Recent fossil discoveries, phylogenetic analyses, revised reconstructions of continental drift, and accumulating molecular evidence have all yielded new information relating to anthropoid origins within the broader context of primate evolution. There is an emerging consensus among molecular studies that four superorders of eutherian mammals can be recognized: Afrotheria, Euarchontoglires (to which primates belong), Laurasiatheria, and Xenarthra. Overall, molecular phylogenies for mammals agree with some statistical analyses of the primate fossil record in indicating an early origin for primates around 85 Ma ago, and the divergence of haplorhines and strepsirrhines at ca. 77 Ma. Such an ancient date for the origin of haplorhines is some 17 Ma prior to the first known possible primate, and some 22 Ma before the earliest fossil evidence of undoubted euprimates. Because anthropoid fossils date back at least to the late Eocene and perhaps to the middle Eocene, and given indications of an early origin for primates, it is unlikely that ancestral anthropoids arose within any other currently known clade of fossil primates (adapiforms, omomyiforms, strepsirrhines, or tarsiiforms). Implications of new molecular, morphological, and biogeographic lines of evidence are explored with respect to the likely time and place of the origin of anthropoids.
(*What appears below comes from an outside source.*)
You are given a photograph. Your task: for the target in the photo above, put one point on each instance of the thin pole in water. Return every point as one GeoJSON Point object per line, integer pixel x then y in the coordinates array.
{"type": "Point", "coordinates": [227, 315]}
Four competing, testable hypotheses are reviewed in detail: 1) the Paratethyan hypothesis, 2) the continental Asian hypothesis, 3) the Indo-Madagascar hypothesis, and 4) the African hypothesis. A case is made that current evidence best supports a relatively ancient Gondwanan origin for primates, as well as a Gondwanan (African or Indo-Madagascan) origin for anthropoids at least as old as that of any other currently documented major primate clade. Available fossil evidence at present seems to be most compatible with the African hypothesis, but it is noteworthy that primates are included not in Afrotheria but in Euarchontoglires. Yrbk Phys Anthropol 48:60–95, 2005. © 2005 Wiley-Liss, Inc.